Web scraping can look deceptively easy these days. There are numerous open-source libraries/frameworks, visual scraping tools, and data extraction tools that make it very easy to scrape data from a website. However, when you want to scrape websites at scale things start to get very tricky, very fast. Unlike your standard web scraping application, scraping e-commerce product data at scale has a unique set of challenges that make web scraping vastly more difficult. At its core, the problems we faced can be boiled down to 2 things one would require a humongous amount of repetitive effort and one boiled down to scaling costs.
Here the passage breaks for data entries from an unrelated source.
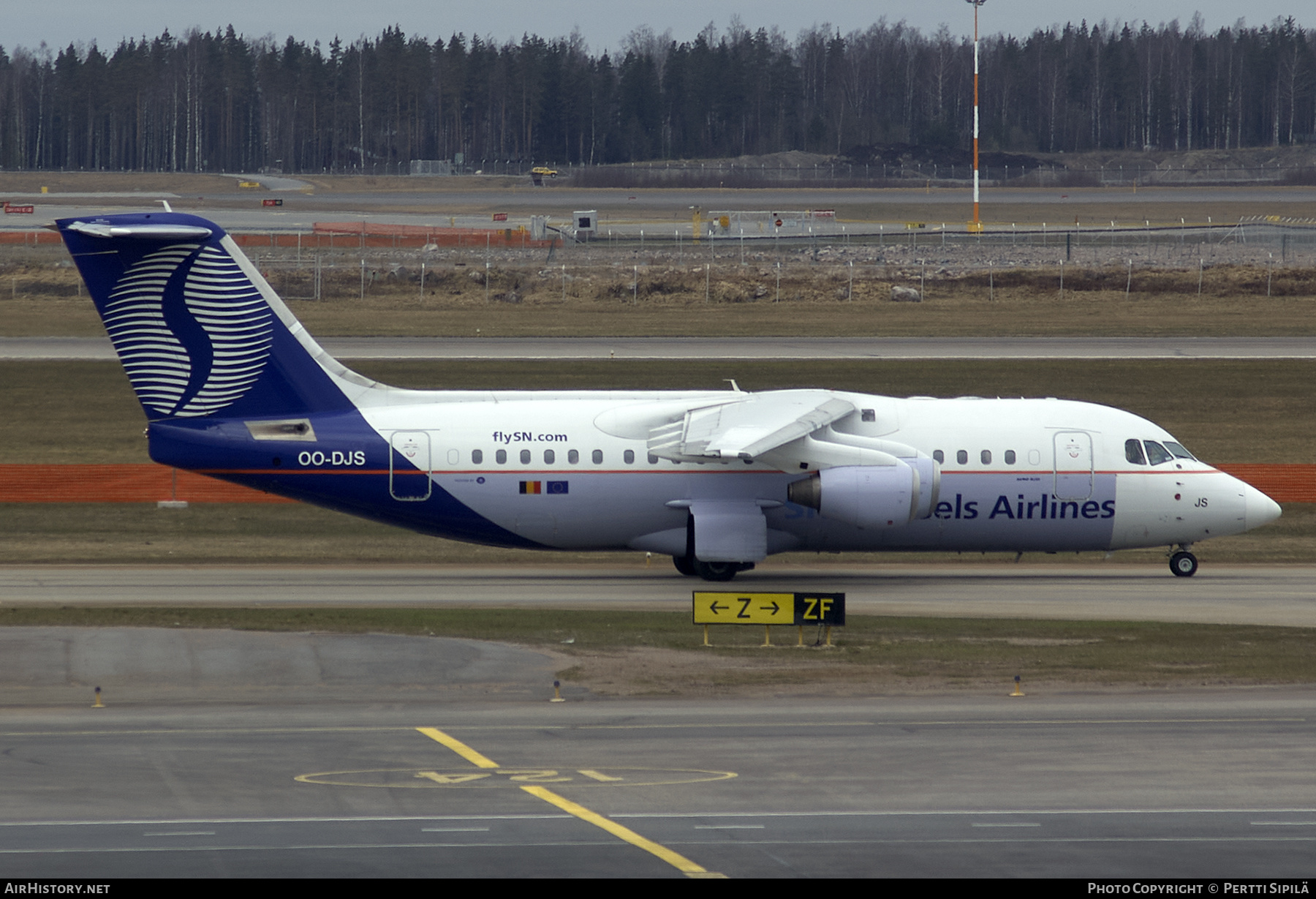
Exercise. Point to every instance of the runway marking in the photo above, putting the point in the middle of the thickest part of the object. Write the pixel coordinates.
(980, 813)
(699, 874)
(676, 859)
(458, 747)
(673, 859)
(404, 778)
(1005, 824)
(182, 833)
(605, 844)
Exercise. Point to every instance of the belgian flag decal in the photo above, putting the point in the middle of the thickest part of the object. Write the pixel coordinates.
(544, 486)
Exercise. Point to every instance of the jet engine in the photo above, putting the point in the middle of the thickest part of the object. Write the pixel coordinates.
(863, 495)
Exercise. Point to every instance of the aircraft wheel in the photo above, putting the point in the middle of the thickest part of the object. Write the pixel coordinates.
(1184, 565)
(684, 565)
(716, 571)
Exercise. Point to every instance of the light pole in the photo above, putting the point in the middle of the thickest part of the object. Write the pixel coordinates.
(975, 225)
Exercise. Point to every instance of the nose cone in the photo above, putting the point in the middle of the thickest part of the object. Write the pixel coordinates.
(1258, 508)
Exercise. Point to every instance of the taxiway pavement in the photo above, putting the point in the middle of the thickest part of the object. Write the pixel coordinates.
(1269, 595)
(1211, 783)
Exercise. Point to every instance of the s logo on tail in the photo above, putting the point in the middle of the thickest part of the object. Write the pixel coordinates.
(192, 332)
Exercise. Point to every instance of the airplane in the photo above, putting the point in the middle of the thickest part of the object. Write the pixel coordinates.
(236, 388)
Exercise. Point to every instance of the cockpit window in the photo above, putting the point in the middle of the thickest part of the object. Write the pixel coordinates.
(1156, 453)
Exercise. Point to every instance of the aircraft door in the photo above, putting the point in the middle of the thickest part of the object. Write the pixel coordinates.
(1073, 465)
(408, 484)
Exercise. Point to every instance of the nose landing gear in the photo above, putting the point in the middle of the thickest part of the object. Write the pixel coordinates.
(1184, 564)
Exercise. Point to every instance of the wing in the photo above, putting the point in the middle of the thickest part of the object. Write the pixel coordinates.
(748, 426)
Sloppy and Always Changing Website Formats
When scraping at our scale, we had to navigate hundreds of websites with sloppy code, having to deal with constantly evolving websites. That usually broke our spiders and we had to adapt and update them which kept 30 engineers busy.
Anti-Bot Countermeasures
If you are scraping e-commerce sites at scale you are guaranteed to run into websites employing anti-bot countermeasures. For most smaller websites their anti-bot countermeasures will be quite basic (ban IPs making excess requests). However, larger e-commerce websites make use of sophisticated anti-bot countermeasures that make extracting data not necessarily more difficult but definitely more expensive.
HOW CRAWLIFY WAS BORN
Given the amount of manpower sank into something as mundane as building and maintaining crawlers at my former job, I tried to implement and develop a more automated solution. I presented an MVP but my initiative had to navigate a lot of bureaucracy and didn t end up implemented.
Several months have passed and my code was collecting dust when a friend who was working at a prop-tech startup asked my help in extracting some data. I obliged and customized the code to automatically extract real estate data to train their algorithms. They were impressed with the solution which led me to develop Crawlify into a full-fledged saas platform.
Crawlify’s pretrained AI data extraction API can be tried and tested on our website. As with any self-respecting machine learning system, Crawlify’s AI adapts as it learns from customers’ data and the websites that it crawls. Our accuracy is over 98% and in the very few situations where our algorithms can’t automatically identify the correct data fields, it asks a human operator for feedback to improve from.